Sürekli hâle gelen göç hareketleri, İklim değişikliğine bağlı su rejiminin bozulmasıyla önlenemez duruma gelecek. Seyahat alışkanlıkları ve aşırı tüketim bunu besleyen faktörler .

Elbette ki insanlara "bir yerden başka bir yere gitmeyin" denemez. Bu noktada 2 unsurdan bahsediliyor: Bilim ve teknolojik gelişmeleri sürdürülebilir kalkınmanın odağına koymak ve küresel ısınmayla mücadelede bunları pratiğe geçirmek.
Toplu taşıma, özellikle de demiryolu taşımacılığının önemine vurgu yapılıyor. Bu konuda örnek alınabilecek ülkeler var.

DÜNYAYI KURTARACAK KUVVET 

Ekonomi, politika ve dış politika konusunda son derece sorunlu bir dönemden geçiyoruz; buna rağmen ülke olarak iklim krizini gözardı edemeyiz. Bu krizle mücadele etmek temel ödevlerden bir tanesi...

Son olarak, 23 Eylül'de, New York'taki BM İklim Eylem Zirvesi'nde dört temel konuda somut adımların atılması istendi.

- 2050'de net sıfır emisyon. 

- Yeni kömür yatırımı yapmamak

- Doğayı kirletenlerin ödeyeceği yeni vergi rejimini oluşturmak. (Bu arada gazeteler, Alman otomobil firması Wolkswagen'in, dizel otomobillerde egzoz emisyon değerlerini hatalı şekilde yansıtığı için, 470 bin kişinin müşteki olarak yer aldığı davada kusurlu bulunduğu ve tazminata mahkûm edildiğini yazıyor. Aynı firma yakın zamanda Manisa'da dizel otomobil üretmeye hazırlanıyormuş. Ülkesi Almanya'da ise elektrikle çalışan otomobilleri piyasaya süreceğini açıkladı).
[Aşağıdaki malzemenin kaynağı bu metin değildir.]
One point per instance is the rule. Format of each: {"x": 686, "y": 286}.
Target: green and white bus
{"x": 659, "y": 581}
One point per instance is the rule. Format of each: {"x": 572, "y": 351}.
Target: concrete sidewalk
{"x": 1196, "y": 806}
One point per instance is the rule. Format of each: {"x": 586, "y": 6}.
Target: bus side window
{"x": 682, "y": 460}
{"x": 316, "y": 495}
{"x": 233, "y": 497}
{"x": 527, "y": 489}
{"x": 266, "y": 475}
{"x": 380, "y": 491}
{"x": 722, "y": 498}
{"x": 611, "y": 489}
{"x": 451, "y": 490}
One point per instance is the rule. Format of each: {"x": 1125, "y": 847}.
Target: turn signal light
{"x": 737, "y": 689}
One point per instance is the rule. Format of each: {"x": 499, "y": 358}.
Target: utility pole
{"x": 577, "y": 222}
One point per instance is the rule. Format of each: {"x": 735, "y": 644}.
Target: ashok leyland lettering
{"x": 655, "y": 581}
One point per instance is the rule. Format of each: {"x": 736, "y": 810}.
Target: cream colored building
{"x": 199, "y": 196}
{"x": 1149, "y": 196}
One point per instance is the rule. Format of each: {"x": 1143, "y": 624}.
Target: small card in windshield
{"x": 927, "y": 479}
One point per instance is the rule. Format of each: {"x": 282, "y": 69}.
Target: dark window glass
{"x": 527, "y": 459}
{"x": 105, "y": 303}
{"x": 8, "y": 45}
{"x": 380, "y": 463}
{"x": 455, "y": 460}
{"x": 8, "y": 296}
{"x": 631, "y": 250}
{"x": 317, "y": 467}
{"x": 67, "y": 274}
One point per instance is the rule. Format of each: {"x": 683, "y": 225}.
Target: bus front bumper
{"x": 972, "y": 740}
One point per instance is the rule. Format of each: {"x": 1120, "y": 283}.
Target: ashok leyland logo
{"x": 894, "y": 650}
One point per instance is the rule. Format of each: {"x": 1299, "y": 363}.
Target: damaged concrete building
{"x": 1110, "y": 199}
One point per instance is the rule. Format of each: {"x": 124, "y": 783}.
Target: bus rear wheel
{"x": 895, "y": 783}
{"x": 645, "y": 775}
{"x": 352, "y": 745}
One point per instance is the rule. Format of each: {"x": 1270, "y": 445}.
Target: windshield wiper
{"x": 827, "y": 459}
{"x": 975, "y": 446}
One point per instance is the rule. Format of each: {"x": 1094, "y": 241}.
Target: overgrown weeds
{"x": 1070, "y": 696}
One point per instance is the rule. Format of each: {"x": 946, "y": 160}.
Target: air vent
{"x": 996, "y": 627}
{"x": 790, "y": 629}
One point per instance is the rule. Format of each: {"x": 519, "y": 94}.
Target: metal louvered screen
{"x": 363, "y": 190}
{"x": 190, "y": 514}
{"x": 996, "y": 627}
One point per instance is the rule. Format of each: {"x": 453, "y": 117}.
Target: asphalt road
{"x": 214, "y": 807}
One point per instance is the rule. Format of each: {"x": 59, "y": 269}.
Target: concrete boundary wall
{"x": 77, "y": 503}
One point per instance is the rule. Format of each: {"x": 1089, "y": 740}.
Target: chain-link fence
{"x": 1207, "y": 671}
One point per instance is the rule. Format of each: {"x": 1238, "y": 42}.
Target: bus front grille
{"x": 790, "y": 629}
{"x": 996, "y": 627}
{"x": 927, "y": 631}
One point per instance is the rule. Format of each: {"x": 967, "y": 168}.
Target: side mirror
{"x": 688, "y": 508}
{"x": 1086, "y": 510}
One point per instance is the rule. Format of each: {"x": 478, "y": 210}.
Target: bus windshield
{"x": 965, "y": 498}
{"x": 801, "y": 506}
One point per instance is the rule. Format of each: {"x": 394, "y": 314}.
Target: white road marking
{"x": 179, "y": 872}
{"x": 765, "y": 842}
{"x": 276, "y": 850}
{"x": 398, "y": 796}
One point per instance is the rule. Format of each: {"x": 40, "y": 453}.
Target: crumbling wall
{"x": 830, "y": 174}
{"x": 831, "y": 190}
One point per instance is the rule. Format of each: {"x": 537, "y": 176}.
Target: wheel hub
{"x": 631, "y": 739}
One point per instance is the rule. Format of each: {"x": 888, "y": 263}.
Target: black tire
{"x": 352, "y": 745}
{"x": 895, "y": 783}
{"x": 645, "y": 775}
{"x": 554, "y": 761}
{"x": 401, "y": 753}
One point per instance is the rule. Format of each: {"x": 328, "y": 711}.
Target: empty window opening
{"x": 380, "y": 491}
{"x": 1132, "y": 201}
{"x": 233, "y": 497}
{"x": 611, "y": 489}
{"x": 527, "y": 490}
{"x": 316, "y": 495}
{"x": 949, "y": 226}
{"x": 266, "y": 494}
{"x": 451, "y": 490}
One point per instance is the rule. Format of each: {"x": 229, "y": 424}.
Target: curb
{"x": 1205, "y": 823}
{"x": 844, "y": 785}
- Fosil yakıt teşviklerine son vermek... 

Taleplerin kabul edilebilirliği konusunda zirveden tatmin edici sonuçların çıktığını görmüyoruz.
Burada esas olan, iklim krizini gerçekten çözmeyi amaçlayan iktidarların kurulmasıdır.
Dünyanın değişik uluslarından gençler bu konuda aktivizm kanalıyla bir baskı unsuru olmaya çalışıyor. Bunların başında da, henüz 16 yaşında olan Greta Thunberg geliyor.
Otizmin bir türü olan Asperger sendromu sorununa karşın, son derece başarılı bir eylemci olduğunu gösterdi. Dünyanın her yerinden davet alıyor, ilgi görüyor, alkış alıyor.
Son olarak Kanada'nın Montreal kentindeydi. Sert bakış ve ifadelere sahip...
BM Zirvesi'nde "Burada değil, okulda olmalıydım. Boş sözlerinizle hayallerimi ve çocukluğumu çaldınız. Kitlesel yok oluşun başındayız. İnsanlar ölüyor ve bütün konuştuğunuz para..." dedi.

GENÇ AKTİVİSTLER 

BM Zirvesi'nden sonra, Türkiye'de Greta Thunberg'e, biraz yan gözle bakılmaya başlandı; çünkü 15 çocukla birlikte; Türkiye, Fransa, Almanya, Brezilya ve Arjantin'i iklim değişikliğiyle mücadele konusunda yeterli adımları atmadıkları gerekçesiyle BM'ye şikâyet etti.

Greta Thunberg ve temsil ettiği genç iklim aktivistleriyle ilgili ayrıca bir yazı yazacağım; ancak şunu söylemek gerekiyor; bu konuda protesto ve kitlesel eylemler ve bir kaç özel karakterin ön plana çıkması önemli sayılabilir; ne var ki yeterli değil. Çözüm böyle gelmez.

Karbon salınımını sıfıra indirmek ve insanlığı iklim felâketinden çekip, kurtarmak bir iktidar meseledir. İnsanlıktan yana iktidarların oluşturulmasıyla gerçek çözüm üretilebilir.